つまり、奈良時代から平安時代の人々は、我々が『広辞苑』などの辞書を使うと同じように『玉篇』を使っていたのである。

少し、飛んで、69頁には、「文は『文選』」とあります。

さて、梁の時代に作られた『玉篇』『千字文』の両書が我が国に漢字を教える重要な書物であるとしたら、『論語』は、孔子という聖人が人のあり方を教えるものとして我が国に伝わった。 そして『千字文』や『玉篇』が言葉を教え、『論語』が人倫の理想を伝えるとするなら、それを利用して思いを伝える文学の書物も、梁には作られた。 梁の武帝の長子であった昭明太子、名を蕭統《しょうとう》(五〇一~五三一)が編纂した『文選《もんぜん》』である。

ーーー 途中省略 ーーー

そして、我が国では平城宮跡、秋田市秋田城跡などから『文選』を写した八世紀頃の木簡が発見されている。また、『日本書紀』や『万葉集』には『文選』を利用して書かれた部分が相当あり、平安時代には『枕草子』に「文は『文選』」と訳され、文学の教養を身につけるための書物として重要な役割を果たしていたことが知られるのである。

梁の影響の大きいことが述べられています。
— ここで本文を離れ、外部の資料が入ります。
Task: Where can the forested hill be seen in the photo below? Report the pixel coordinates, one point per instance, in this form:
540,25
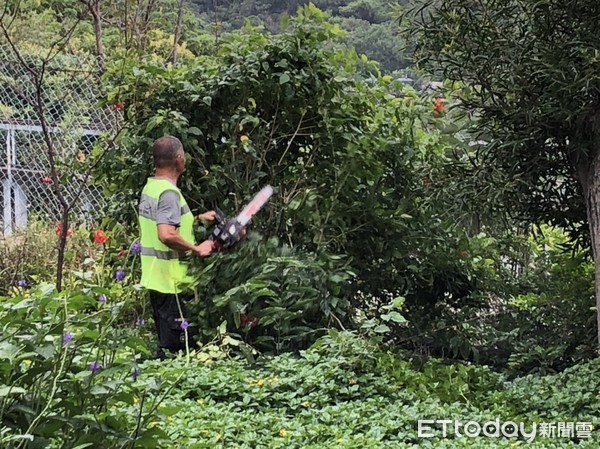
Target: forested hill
370,23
いろんな文物を朝鮮半島経由と考えて良いのかと感じます。

また、このあとの70頁には、「皇帝菩薩」と呼ばれた武帝として

以上のように後世に大きな影響を与えた書物を作った梁は、中国の南方(現在の上海から南京)の肥沃な大地を背景に発達した国であった。 『三国志』で知られる中国三国時代に、孫権が長江流域に建てた国は「呉(二二二~二八〇)」と称され、都は現在の南京に当たる建業であったが、梁は、ほぼこの「呉」の国をそのまま版図にした国である。 中国西北の長安を中心とした「漢」に対して、この地方は「呉」と呼ばれ、方言も、それぞれ「漢音」「呉音」と異なっていた。ーーー 以下省略 ーーー

仏教の発展に寄与したのが武帝とのことです。

梁の武帝は、仏教を信仰して中央集権化による国家体制を確立することに努めた聖徳太子にも大きな影響を与えているのである。

と書いてます。理想の人物として『日本書紀』にモデルとして取り入れられたということだと思います。

武帝の時代は、ウィキペディアでは(502年5月1日 - 549年6月12日)となっていて、時代的にもあってきます。